Membangun REST API menggunakan Laravel 11 & Sanctum
Laravel has long been the go-to framework for PHP developers who need to ship production-quality APIs fast. With Laravel 11 and the built-in Sanctum package, setting up stateless token authentication is smoother than ever. In this guide we will go from a fresh project to a fully working, protected REST API.
Prerequisites
- PHP 8.2+ and Composer installed
- A database (MySQL 8 or PostgreSQL 15 recommended)
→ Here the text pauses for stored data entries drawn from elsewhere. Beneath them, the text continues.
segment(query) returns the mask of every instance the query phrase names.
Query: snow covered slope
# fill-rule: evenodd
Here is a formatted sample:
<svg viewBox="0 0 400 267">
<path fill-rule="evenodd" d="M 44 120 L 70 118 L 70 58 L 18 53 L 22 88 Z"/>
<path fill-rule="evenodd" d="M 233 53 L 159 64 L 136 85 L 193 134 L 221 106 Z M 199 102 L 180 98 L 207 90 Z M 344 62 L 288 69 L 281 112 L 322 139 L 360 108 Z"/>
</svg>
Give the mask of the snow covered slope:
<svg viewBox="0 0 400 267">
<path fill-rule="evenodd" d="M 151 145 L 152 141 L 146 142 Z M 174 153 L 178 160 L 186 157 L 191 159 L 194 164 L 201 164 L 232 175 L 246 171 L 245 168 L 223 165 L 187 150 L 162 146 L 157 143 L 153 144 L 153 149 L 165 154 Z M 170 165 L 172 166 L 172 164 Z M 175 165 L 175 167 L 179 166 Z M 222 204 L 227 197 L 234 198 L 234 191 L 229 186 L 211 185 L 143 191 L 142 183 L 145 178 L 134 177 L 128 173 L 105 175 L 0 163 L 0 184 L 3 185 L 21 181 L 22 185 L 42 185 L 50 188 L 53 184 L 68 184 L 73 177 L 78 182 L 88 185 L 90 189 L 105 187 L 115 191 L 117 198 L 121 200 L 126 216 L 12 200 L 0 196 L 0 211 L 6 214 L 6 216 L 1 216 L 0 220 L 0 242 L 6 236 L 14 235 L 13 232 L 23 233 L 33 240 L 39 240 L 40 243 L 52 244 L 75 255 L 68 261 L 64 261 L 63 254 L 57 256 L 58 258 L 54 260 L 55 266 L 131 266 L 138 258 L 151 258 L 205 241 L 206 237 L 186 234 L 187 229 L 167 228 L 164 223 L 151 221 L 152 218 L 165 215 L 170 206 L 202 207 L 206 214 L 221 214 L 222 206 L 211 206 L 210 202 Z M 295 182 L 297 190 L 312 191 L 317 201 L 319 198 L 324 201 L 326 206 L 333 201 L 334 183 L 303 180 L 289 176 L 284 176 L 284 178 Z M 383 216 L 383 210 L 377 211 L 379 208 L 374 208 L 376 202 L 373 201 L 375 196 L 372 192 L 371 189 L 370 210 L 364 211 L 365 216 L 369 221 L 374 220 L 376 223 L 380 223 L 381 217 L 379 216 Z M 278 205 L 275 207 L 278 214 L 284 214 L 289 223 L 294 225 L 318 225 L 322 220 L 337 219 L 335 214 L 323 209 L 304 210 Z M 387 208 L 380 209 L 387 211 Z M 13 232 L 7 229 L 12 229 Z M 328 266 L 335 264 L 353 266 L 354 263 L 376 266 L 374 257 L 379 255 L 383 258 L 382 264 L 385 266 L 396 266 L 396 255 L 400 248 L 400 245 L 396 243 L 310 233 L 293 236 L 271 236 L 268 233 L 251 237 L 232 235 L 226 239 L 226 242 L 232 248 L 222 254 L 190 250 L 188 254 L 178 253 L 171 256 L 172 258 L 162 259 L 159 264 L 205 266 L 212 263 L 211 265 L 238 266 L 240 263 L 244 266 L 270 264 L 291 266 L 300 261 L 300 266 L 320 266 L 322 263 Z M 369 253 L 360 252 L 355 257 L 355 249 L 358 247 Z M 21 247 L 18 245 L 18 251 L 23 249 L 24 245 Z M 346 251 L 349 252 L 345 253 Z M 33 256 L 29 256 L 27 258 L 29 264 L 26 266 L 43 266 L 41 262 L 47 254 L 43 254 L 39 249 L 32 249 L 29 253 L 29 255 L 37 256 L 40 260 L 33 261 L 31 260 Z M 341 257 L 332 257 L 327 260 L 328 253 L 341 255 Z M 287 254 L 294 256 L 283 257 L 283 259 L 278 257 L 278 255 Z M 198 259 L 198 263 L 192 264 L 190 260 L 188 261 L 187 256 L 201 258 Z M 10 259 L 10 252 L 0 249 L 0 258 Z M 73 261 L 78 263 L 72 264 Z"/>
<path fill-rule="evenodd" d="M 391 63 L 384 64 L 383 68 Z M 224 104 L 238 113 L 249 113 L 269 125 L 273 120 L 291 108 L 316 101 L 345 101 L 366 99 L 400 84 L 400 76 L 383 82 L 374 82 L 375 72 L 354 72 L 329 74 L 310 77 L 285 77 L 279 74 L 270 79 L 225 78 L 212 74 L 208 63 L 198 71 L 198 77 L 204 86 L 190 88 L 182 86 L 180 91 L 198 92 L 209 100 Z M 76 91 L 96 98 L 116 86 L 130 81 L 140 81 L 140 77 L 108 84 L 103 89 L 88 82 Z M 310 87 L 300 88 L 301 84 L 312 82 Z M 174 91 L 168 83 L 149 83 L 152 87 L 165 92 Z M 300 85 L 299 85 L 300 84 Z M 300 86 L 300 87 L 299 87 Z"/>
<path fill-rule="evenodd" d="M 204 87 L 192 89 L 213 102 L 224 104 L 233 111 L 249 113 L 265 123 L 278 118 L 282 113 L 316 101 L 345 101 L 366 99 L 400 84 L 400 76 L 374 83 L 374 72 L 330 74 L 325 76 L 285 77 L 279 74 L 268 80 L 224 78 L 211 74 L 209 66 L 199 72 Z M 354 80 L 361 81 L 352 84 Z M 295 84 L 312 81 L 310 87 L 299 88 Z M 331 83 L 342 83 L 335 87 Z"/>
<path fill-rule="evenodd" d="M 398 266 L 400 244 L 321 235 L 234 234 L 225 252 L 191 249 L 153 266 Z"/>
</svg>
- An HTTP client such as Postman or Bruno
1. Create the Project
Spin up a fresh Laravel 11 project and install Sanctum:
composer create-project laravel/laravel my-api
cd my-api
composer require laravel/sanctum
php artisan vendor:publish --provider="Laravel\Sanctum\SanctumServiceProvider"
php artisan migrate
2. Configure the Database
Open .env and point it at your database:
DB_CONNECTION=mysql
DB_HOST=127.0.0.1
DB_PORT=3306
DB_DATABASE=my_api
DB_USERNAME=root
DB_PASSWORD=secret
3. Create the User Model & Controller
Generate an API controller for authentication:
php artisan make:controller Api/AuthController
<?php
namespace App\Http\Controllers\Api;
use App\Http\Controllers\Controller;
use App\Models\User;
use Illuminate\Http\Request;
use Illuminate\Support\Facades\Hash;
use Illuminate\Validation\ValidationException;
class AuthController extends Controller
{
public function register(Request $request)
{
$data = $request->validate([
'name' => ['required', 'string', 'max:255'],
'email' => ['required', 'email', 'unique:users'],
'password' => ['required', 'min:8', 'confirmed'],
]);
$user = User::create([
'name' => $data['name'],
'email' => $data['email'],
'password' => Hash::make($data['password']),
]);
$token = $user->createToken('api-token')->plainTextToken;
return response()->json(['token' => $token], 201);
}
public function login(Request $request)
{
$data = $request->validate([
'email' => ['required', 'email'],
'password' => ['required'],
]);
$user = User::where('email', $data['email'])->first();
if (!$user || !Hash::check($data['password'], $user->password)) {
throw ValidationException::withMessages([
'email' => ['The provided credentials are incorrect.'],
]);
}
$token = $user->createToken('api-token')->plainTextToken;
return response()->json(['token' => $token]);
}
public function logout(Request $request)
{
$request->user()->currentAccessToken()->delete();
return response()->json(['message' => 'Logged out successfully.']);
}
}
4. Define the Routes
In routes/api.php, register your endpoints:
use App\Http\Controllers\Api\AuthController;
Route::prefix('auth')->group(function () {
Route::post('register', [AuthController::class, 'register']);
Route::post('login', [AuthController::class, 'login']);
Route::middleware('auth:sanctum')->group(function () {
Route::post('logout', [AuthController::class, 'logout']);
Route::get('me', fn ($req) => response()->json($req->user()));
});
});
5. Test with Postman
Start the dev server and hit your first endpoint:
php artisan serve
Send a POST request to http://localhost:8000/api/auth/register with a JSON body:
{
"name": "Didik Prabowo",
"email": "didik@example.com",
"password": "password",
"password_confirmation": "password"
}
You will receive a Bearer token that you can attach to all subsequent authenticated requests. The same token can be verified on GET /api/auth/me.
Wrapping Up
You now have a secure, token-based REST API ready for production. From here, consider adding rate limiting via throttle middleware, response resources with php artisan make:resource, and proper API versioning under a v1 prefix.